Waste, duplication and inefficiency are just three of the arguments against federalism.

The debate around federalism has taken place in the context of increasing disillusionment, cynicism and apathy with regard to politics, politicians and public policy. A common perception is that State Governments are incompetent and need to be abolished and replaced by regional administration from the Commonwealth.

Business groups have also joined the chorus of voices calling for standardised and harmonised policies, legislation and regulations across Australia.

In the other camp, you have people (e.g. here and here) arguing that for all its faults federalism offers more responsiveness, lower taxes and greater transparency than the unitary systems found in countries such as the United Kingdom and New Zealand.

The debate isn't purely academic: The Howard Government took centralism to new levels when it took over a hospital in Tasmania in 2007, while the Rudd Government has used the Council of Australian Governments (COAG) to place stringent requirements on the States to deliver in areas such reducing Indigenous disadvantage.

So what do you think?

How could our federal system be improved to provide more consistent and effective policy and services for Australians?

Is abolishing the States and Territories part of the answer or just a red herring?


Andrew Richardson said...

Hey - welcome back to blogland.
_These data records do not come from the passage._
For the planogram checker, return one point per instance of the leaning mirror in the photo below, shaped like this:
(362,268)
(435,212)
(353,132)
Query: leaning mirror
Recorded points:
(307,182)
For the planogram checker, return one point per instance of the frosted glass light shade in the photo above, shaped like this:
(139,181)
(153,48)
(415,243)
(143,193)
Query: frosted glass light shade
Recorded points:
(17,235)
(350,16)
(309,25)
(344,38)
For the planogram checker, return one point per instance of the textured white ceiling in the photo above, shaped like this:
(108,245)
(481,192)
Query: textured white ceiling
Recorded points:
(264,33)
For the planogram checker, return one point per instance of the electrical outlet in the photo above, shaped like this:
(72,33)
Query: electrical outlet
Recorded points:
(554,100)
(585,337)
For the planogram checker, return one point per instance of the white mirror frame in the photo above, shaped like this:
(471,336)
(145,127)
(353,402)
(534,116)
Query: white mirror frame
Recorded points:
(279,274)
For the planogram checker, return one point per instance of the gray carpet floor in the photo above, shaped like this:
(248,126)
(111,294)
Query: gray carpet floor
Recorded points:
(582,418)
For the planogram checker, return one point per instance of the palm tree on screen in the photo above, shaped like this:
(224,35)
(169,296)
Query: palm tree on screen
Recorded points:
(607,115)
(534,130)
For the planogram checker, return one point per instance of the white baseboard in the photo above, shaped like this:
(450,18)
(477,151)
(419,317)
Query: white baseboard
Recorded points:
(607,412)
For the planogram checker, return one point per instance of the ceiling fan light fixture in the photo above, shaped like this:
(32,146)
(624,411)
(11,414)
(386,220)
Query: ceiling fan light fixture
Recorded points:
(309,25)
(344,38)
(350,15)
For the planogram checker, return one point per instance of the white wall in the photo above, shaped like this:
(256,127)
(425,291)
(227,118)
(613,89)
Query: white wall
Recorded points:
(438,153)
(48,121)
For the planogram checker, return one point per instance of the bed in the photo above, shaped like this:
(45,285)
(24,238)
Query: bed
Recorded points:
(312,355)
Don't think I've got anything interesting to say on this topic though....

I am Josh. said...

Well Phil. It's quite simple.

The more politicians we have in our country, the more people we have making a decision on any given topic that anyone in their same position would make.

Make sense?

I'm no political penguin, but I think that as much as 90% of political solutions given, would've been given whether Rudd or Howard, Bligh or whoever the LNP leader is, etc.

Therefore although I'd be quite happy to rid our brown land of State politicians (and their subsequent cronies), someone, somewhere would be getting paid a similiar ludicrous wage to make the same decisions. There are too many stakeholders in any given situation to please everyone when making a tough decision, so decisions will continue to be made that need the stamina and nous of, well, a bucket of fairy floss.

So, in summary, we're all selfish little so and sos and it doesn't really matter who makes the decisions, we'll still hate them for it.

Check out and add it to your blog, as I'll do to yours.

Josh Mansfield

brad mccoy said...

a nightmare trying to change anything in our constitutional framework. i think, if it is ever to happen, it will be a long way off and preceded by some major calamity for which a state is responsible. baby steps, phil - first we need to unfetter ourselves of the yolk of the mother country!